4.0 Interpretation of Conflicting Terms. In the event of a conflict between or among the terms in this agreement, the Services Agreement, Order Form(s), the Specification Sheet(s), the Statement(s) of Work, and any other document made a part hereof, the documents shall control in the following order: the Order Form with the latest date, the Statement of Work, Specification Sheets, the Agreement and other documents.

 

5.0 Severability. If any term, provision, covenant or condition of this Agreement is held invalid or unenforceable for any reason, the parties agree that such invalidity shall not affect the validity of the remaining provisions of this Agreement and further agree to substitute for such invalid or unenforceable provision a valid and enforceable provision of similar economic effect.

 

6.0 Headings. The paragraph headings in this Agreement are solely for convenience and shall not be considered in its interpretation.

 

7.0 If any dispute arises between Provider and Client with respect to the matters covered by this Agreement which leads to a proceeding to resolve such dispute, the prevailing party in such proceeding shall be entitled to receive its reasonable attorneys’ fees and out-of-pocket costs (including, without limitation, expert witness fees) incurred in connection with such proceeding, in addition to any other relief it may be awarded.

 

8.0 Entire Agreement.
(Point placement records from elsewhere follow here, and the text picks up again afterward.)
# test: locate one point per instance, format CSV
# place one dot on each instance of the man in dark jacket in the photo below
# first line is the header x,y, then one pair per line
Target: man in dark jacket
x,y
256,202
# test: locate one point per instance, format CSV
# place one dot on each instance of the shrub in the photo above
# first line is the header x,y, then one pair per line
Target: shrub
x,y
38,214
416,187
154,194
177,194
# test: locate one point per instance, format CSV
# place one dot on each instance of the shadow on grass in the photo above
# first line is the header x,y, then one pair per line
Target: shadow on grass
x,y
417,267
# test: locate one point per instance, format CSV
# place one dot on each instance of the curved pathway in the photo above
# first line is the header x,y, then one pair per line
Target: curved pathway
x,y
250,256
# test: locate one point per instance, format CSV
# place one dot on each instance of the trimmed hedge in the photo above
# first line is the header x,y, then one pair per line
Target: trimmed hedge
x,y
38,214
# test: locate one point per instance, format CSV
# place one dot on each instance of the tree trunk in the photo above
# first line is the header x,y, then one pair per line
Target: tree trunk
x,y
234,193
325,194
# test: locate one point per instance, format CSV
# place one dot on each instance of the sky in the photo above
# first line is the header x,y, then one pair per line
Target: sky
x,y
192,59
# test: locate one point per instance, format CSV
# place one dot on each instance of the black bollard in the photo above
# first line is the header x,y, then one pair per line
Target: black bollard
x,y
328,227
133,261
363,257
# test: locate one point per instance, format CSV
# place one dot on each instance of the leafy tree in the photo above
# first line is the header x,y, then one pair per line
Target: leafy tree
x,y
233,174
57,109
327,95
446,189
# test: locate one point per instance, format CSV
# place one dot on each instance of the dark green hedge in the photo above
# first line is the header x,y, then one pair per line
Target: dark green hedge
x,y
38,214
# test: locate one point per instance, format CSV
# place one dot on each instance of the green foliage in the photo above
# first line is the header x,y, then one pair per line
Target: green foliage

This Agreement and all Appendices hereto contain the entire understanding and agreement of the parties with respect to the matters contained herein and therein and supersedes any prior or contemporaneous understandings or agreements, whether written or oral, between the parties with respect to such matters. This Agreement may not be modified or amended except by a writing signed by an authorized representative of each of the parties.